Conventional HCI architectures increase troubleshooting complexity and can put critical operations at risk.
This post is the final installment in a series looking at the limitations of deploying conventional HCI architectures for enterprise IT.
This time, I look at one of the most often-claimed advantages of conventional HCI: that these architectures decrease complexity. The “simplicity” of HCI comes at a price:
- Increased troubleshooting complexity
- Greater operational risk
Don’t overlook these factors when you are making important infrastructure decisions that you’re going to have to live with for many years.
The tightly coupled architecture of HCI makes it more difficult to troubleshoot performance issues. Because everything is layered together on each node, it becomes almost impossible to isolate the source of a performance bottleneck.

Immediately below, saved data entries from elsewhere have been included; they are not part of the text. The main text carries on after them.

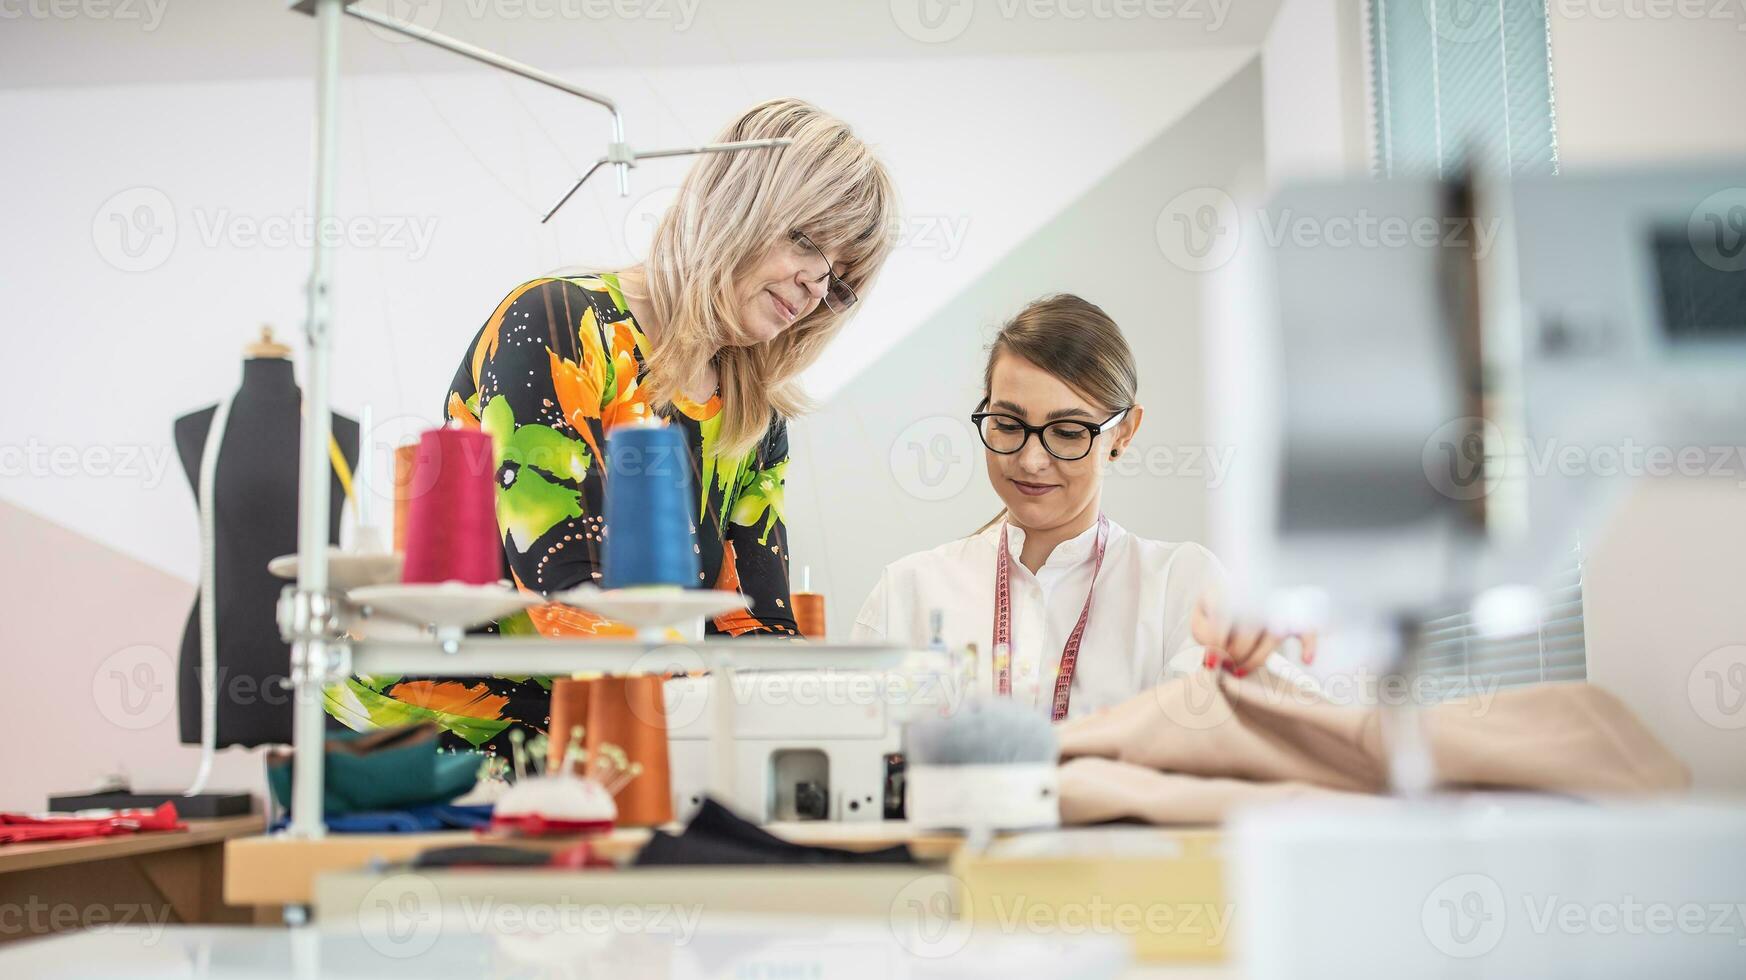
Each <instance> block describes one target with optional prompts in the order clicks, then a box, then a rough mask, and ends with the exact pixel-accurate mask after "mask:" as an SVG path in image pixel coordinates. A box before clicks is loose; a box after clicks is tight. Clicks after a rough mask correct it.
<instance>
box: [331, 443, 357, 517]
mask: <svg viewBox="0 0 1746 980" xmlns="http://www.w3.org/2000/svg"><path fill="white" fill-rule="evenodd" d="M328 459H333V475H335V477H339V486H340V489H342V491H346V500H349V501H353V503H358V500H356V498H354V496H353V494H351V466H347V465H346V454H344V452H340V451H339V440H337V438H333V433H332V431H330V433H328Z"/></svg>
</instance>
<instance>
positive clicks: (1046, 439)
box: [971, 407, 1131, 463]
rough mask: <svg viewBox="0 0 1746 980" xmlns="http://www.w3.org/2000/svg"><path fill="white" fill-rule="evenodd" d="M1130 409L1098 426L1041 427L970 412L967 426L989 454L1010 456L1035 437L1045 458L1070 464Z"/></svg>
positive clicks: (1100, 424)
mask: <svg viewBox="0 0 1746 980" xmlns="http://www.w3.org/2000/svg"><path fill="white" fill-rule="evenodd" d="M1130 409H1131V407H1130ZM1130 409H1123V411H1119V412H1116V414H1114V416H1110V418H1107V419H1103V421H1100V423H1083V421H1079V419H1056V421H1053V423H1042V424H1028V423H1027V421H1025V419H1021V418H1018V416H1009V414H1006V412H974V414H973V416H971V424H974V426H976V433H978V435H981V440H983V445H986V447H988V451H990V452H999V454H1000V456H1011V454H1014V452H1018V451H1020V449H1023V447H1025V444H1027V442H1030V437H1032V435H1035V437H1037V440H1039V442H1042V449H1046V451H1048V452H1049V456H1055V458H1056V459H1062V461H1065V463H1072V461H1074V459H1084V458H1086V454H1090V452H1091V444H1093V442H1096V437H1098V433H1102V431H1103V430H1107V428H1109V426H1112V424H1116V423H1117V421H1119V419H1121V418H1123V416H1126V414H1128V411H1130Z"/></svg>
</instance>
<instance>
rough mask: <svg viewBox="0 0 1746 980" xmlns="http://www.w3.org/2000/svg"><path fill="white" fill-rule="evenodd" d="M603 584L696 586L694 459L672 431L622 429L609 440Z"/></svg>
mask: <svg viewBox="0 0 1746 980" xmlns="http://www.w3.org/2000/svg"><path fill="white" fill-rule="evenodd" d="M606 458H608V466H606V556H604V564H606V568H604V585H606V587H608V589H632V587H639V585H677V587H683V589H697V587H698V578H700V575H702V573H700V571H698V559H697V549H695V545H693V542H691V512H693V508H695V507H697V491H695V487H693V486H691V456H690V452H688V451H686V445H684V433H681V431H679V428H677V426H660V424H625V426H618V428H615V430H611V431H609V433H608V437H606Z"/></svg>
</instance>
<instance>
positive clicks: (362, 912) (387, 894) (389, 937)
mask: <svg viewBox="0 0 1746 980" xmlns="http://www.w3.org/2000/svg"><path fill="white" fill-rule="evenodd" d="M358 931H360V933H361V935H363V942H367V943H368V945H370V949H374V950H375V952H379V954H382V956H388V957H395V959H405V957H412V956H421V954H424V952H428V950H430V949H431V947H433V945H436V938H438V936H440V935H442V898H440V896H438V894H436V886H435V884H431V880H430V879H426V877H424V875H409V873H398V875H389V877H386V879H382V880H379V882H375V884H374V886H370V891H367V893H363V900H361V901H360V903H358Z"/></svg>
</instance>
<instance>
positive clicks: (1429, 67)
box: [1367, 0, 1557, 176]
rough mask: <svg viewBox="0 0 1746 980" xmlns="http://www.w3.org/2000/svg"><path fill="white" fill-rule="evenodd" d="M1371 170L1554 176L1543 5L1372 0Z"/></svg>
mask: <svg viewBox="0 0 1746 980" xmlns="http://www.w3.org/2000/svg"><path fill="white" fill-rule="evenodd" d="M1367 21H1369V24H1367V35H1369V51H1371V122H1372V143H1374V145H1372V150H1374V159H1372V169H1374V173H1376V175H1378V176H1447V175H1453V173H1456V171H1458V169H1460V168H1461V164H1463V162H1472V164H1474V168H1475V169H1482V171H1488V173H1510V175H1547V173H1557V126H1556V112H1554V98H1552V58H1550V40H1549V35H1547V7H1545V0H1367Z"/></svg>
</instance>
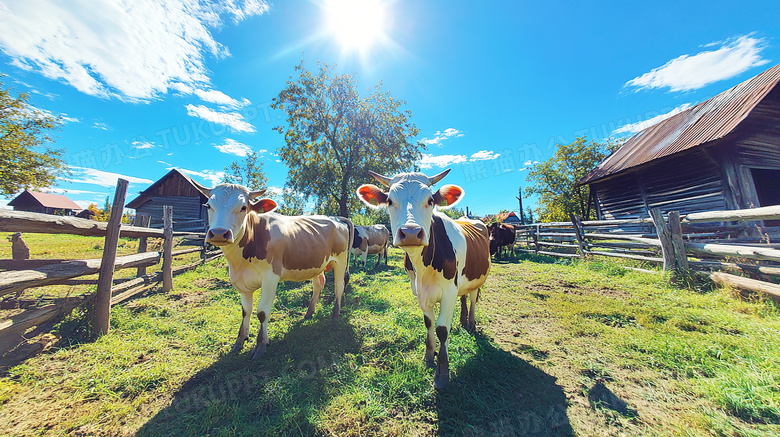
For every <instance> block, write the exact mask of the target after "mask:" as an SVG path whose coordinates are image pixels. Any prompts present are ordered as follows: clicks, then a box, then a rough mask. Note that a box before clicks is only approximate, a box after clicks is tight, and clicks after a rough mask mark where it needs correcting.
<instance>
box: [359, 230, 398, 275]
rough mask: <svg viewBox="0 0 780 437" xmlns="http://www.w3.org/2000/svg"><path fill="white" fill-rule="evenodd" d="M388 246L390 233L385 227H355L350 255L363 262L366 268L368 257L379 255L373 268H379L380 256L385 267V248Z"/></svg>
mask: <svg viewBox="0 0 780 437" xmlns="http://www.w3.org/2000/svg"><path fill="white" fill-rule="evenodd" d="M389 244H390V232H389V231H388V230H387V228H386V227H385V225H372V226H355V239H354V240H353V241H352V255H354V256H355V257H358V256H359V257H360V258H361V259H362V260H363V268H366V261H368V255H379V257H378V258H377V260H376V265H374V268H377V267H379V263H380V262H381V261H382V255H384V257H385V265H387V246H388V245H389Z"/></svg>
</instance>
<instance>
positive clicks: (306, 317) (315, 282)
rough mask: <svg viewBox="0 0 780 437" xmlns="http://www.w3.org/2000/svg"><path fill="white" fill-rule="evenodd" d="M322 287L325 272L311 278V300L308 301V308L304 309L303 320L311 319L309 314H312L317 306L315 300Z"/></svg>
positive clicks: (312, 314) (322, 285) (320, 290)
mask: <svg viewBox="0 0 780 437" xmlns="http://www.w3.org/2000/svg"><path fill="white" fill-rule="evenodd" d="M323 287H325V272H322V273H320V274H319V275H318V276H317V277H315V278H313V279H312V280H311V288H312V294H311V302H309V310H308V311H306V315H305V316H303V320H309V319H311V316H312V315H313V314H314V309H315V308H316V307H317V301H318V300H319V299H320V292H322V288H323Z"/></svg>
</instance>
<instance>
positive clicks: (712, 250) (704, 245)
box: [685, 242, 780, 262]
mask: <svg viewBox="0 0 780 437" xmlns="http://www.w3.org/2000/svg"><path fill="white" fill-rule="evenodd" d="M685 248H686V249H687V250H689V251H691V252H695V253H703V254H707V255H718V256H732V257H737V258H748V259H759V260H767V261H778V262H780V250H777V249H769V248H764V247H758V246H736V245H730V244H714V243H690V242H686V243H685Z"/></svg>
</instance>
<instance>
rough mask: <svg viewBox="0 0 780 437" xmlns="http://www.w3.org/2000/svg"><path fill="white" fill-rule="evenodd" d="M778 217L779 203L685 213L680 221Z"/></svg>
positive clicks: (696, 220)
mask: <svg viewBox="0 0 780 437" xmlns="http://www.w3.org/2000/svg"><path fill="white" fill-rule="evenodd" d="M778 219H780V205H774V206H764V207H761V208H750V209H737V210H733V211H709V212H696V213H691V214H687V215H686V216H685V217H683V218H682V222H683V223H707V222H729V221H748V220H750V221H752V220H778Z"/></svg>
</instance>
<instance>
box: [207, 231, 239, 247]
mask: <svg viewBox="0 0 780 437" xmlns="http://www.w3.org/2000/svg"><path fill="white" fill-rule="evenodd" d="M206 243H209V244H213V245H215V246H224V245H226V244H231V243H233V231H231V230H230V229H226V228H211V229H209V232H208V233H207V234H206Z"/></svg>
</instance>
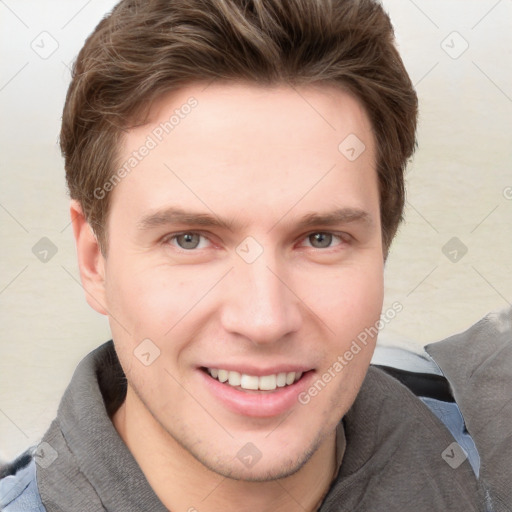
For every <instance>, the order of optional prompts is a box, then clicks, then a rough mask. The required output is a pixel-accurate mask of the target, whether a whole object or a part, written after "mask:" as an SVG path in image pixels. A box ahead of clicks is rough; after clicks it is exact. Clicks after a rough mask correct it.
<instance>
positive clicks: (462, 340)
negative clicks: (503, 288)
mask: <svg viewBox="0 0 512 512" xmlns="http://www.w3.org/2000/svg"><path fill="white" fill-rule="evenodd" d="M425 350H426V351H427V353H428V354H430V356H431V357H432V358H433V359H434V360H435V361H436V363H437V364H438V365H439V367H440V369H441V370H442V372H443V374H444V375H445V376H446V378H447V379H448V380H449V382H450V384H451V386H452V388H453V394H454V397H455V400H456V402H457V404H458V406H459V408H460V410H461V412H462V415H463V417H464V420H465V422H466V426H467V430H468V432H469V433H470V434H471V437H472V438H473V440H474V442H475V445H476V448H477V449H478V452H479V454H480V459H481V464H480V476H479V478H480V481H481V485H482V486H483V487H484V488H485V489H486V491H487V496H488V500H489V501H490V502H492V505H490V506H491V507H492V509H493V510H494V511H495V512H511V511H512V307H507V308H506V309H503V310H501V311H496V312H492V313H489V314H488V315H486V316H485V317H484V318H483V319H482V320H480V321H479V322H477V323H476V324H475V325H473V326H472V327H470V328H469V329H467V330H466V331H464V332H461V333H459V334H456V335H454V336H450V337H449V338H447V339H446V340H444V341H442V342H438V343H433V344H430V345H427V346H426V347H425Z"/></svg>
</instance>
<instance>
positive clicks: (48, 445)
mask: <svg viewBox="0 0 512 512" xmlns="http://www.w3.org/2000/svg"><path fill="white" fill-rule="evenodd" d="M58 456H59V454H58V453H57V450H55V448H53V446H51V445H50V444H48V443H47V442H45V441H43V442H42V443H39V445H38V446H37V448H36V451H35V453H34V460H35V461H36V464H37V465H38V466H39V467H41V468H43V469H46V468H49V467H50V466H51V465H52V464H53V463H54V462H55V460H56V459H57V457H58Z"/></svg>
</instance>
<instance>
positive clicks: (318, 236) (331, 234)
mask: <svg viewBox="0 0 512 512" xmlns="http://www.w3.org/2000/svg"><path fill="white" fill-rule="evenodd" d="M309 241H310V243H311V245H312V246H313V247H315V248H316V249H325V248H326V247H329V246H330V245H331V243H332V234H331V233H314V234H313V235H309Z"/></svg>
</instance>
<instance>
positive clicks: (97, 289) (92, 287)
mask: <svg viewBox="0 0 512 512" xmlns="http://www.w3.org/2000/svg"><path fill="white" fill-rule="evenodd" d="M70 214H71V223H72V224H73V233H74V235H75V242H76V251H77V256H78V267H79V269H80V278H81V281H82V286H83V287H84V290H85V298H86V299H87V302H88V304H89V306H91V308H93V309H94V310H96V311H97V312H98V313H101V314H102V315H107V314H108V312H107V306H106V300H105V299H106V293H105V258H104V256H103V254H102V253H101V250H100V246H99V244H98V240H97V238H96V235H95V234H94V232H93V230H92V228H91V225H90V224H89V223H88V222H87V220H86V219H85V216H84V214H83V211H82V207H81V206H80V204H79V203H78V202H77V201H75V200H72V201H71V205H70Z"/></svg>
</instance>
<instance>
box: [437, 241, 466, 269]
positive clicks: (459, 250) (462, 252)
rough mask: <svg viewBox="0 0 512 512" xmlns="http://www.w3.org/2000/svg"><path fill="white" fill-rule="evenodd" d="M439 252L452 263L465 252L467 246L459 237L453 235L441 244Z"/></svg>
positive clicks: (462, 255) (460, 259)
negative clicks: (440, 251) (466, 245)
mask: <svg viewBox="0 0 512 512" xmlns="http://www.w3.org/2000/svg"><path fill="white" fill-rule="evenodd" d="M441 252H442V253H443V254H444V255H445V256H446V257H447V258H448V259H449V260H450V261H451V262H452V263H458V262H459V261H460V260H461V259H462V258H464V256H465V255H466V254H467V252H468V248H467V246H466V245H465V244H464V243H463V242H462V241H461V240H460V239H459V238H457V237H456V236H454V237H453V238H450V240H448V242H446V243H445V244H444V245H443V247H442V248H441Z"/></svg>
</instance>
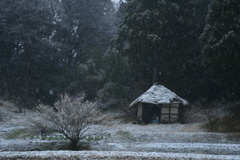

If increasing a VM’s memory and CPU resources don’t solve the problem, you then have to assume the problem is IO.
- Where is the IO bottleneck? Is it in the host, network, or storage?
- Are too many data services (deduplication, erasure coding, replication, etc.) increasing metadata and affecting performance?
- Since guest VMs and the storage VM share the same resources, how do you isolate the problem?
- Does the problem result from IO to internal storage or storage on another node?
- If it’s internal storage, can you throttle or migrate workloads? Will migrating workloads fix or increase the performance problems?
- If it’s storage on another node, is it a network bottleneck or is it the other node? Are multiple external nodes involved? In some cases, data for a single VM could be spread across many nodes.
As you can see, the process gets complicated quickly and grows with the size of your HCI cluster. Often, the only solution to the above scenario is to add another node.
Virtualization helped solve many traditional infrastructure issues such as hardware maintenance and patching. With external storage, you can easily move VMs to another host by moving the compute and memory state using VMotion or Hyper-V live migration. With HCI architectures, storage is more tightly coupled with compute so there’s a lot more to think about:
- Data evacuation before maintenance. Although most vendors allow maintenance without data evacuation, it is not a best practice because it introduces risk. When you evacuate, you’re spreading the entire load from the node—both compute and storage—across other nodes, increasing the potential for bottlenecks and noisy neighbor problems.
- Reduction in amount of storage. When a node goes offline for maintenance, a big chunk of your storage goes offline too, potentially leaving your cluster constrained.
- Reduction in amount of available flash. Especially in hybrid configurations, when a node goes offline that also means a big chunk of flash goes offline. Flash is highly important as a cache, so flash misses go up and performance goes down.
All this means that your IT team needs to be extra careful about taking maintenance windows, and, in many cases, you lose the independence to do maintenance activities on hosts because it has a broader impact. Doing maintenance becomes risky, but we know the risks of not doing patching and other maintenance all too well.
The HCI Snowball Effect
A single HCI failure can trigger much larger problems. When a host fails for any reason, it has the following effects:
- Reduces available resources for compute and storage.
- Reduces available flash in hybrid configurations, resulting in a double dip. Flash for VMs from the failed node must be rewarmed. The extra pressure causes data from existing VMs to be evicted. Thus, VMs from both the failed and surviving nodes suffer.
- The process repeats on the reintroduction of the failed node.
Failure of even a single component, such as a flash drive, can cause an entire node to collapse. The result is a far greater impact on operations than when storage is decoupled from the host.
A Best-of-Breed Architecture Is Lower Risk
Conventional HCI destroys the stateless nature of virtualization and increases risk. Performance problems are much easier to troubleshoot with a decoupled architecture, especially when the architecture has been built from the ground up to provide workload-granular analytics. For example, Tintri allows you to see the root cause of any latency issue across compute, network, and storage, giving you a comprehensive view of your infrastructure at the VM or container level.
Because storage and compute are physically and logically separated, none of the risks described above affect the Tintri enterprise cloud platform, making it a lower-risk option for large-scale enterprise infrastructure deployments.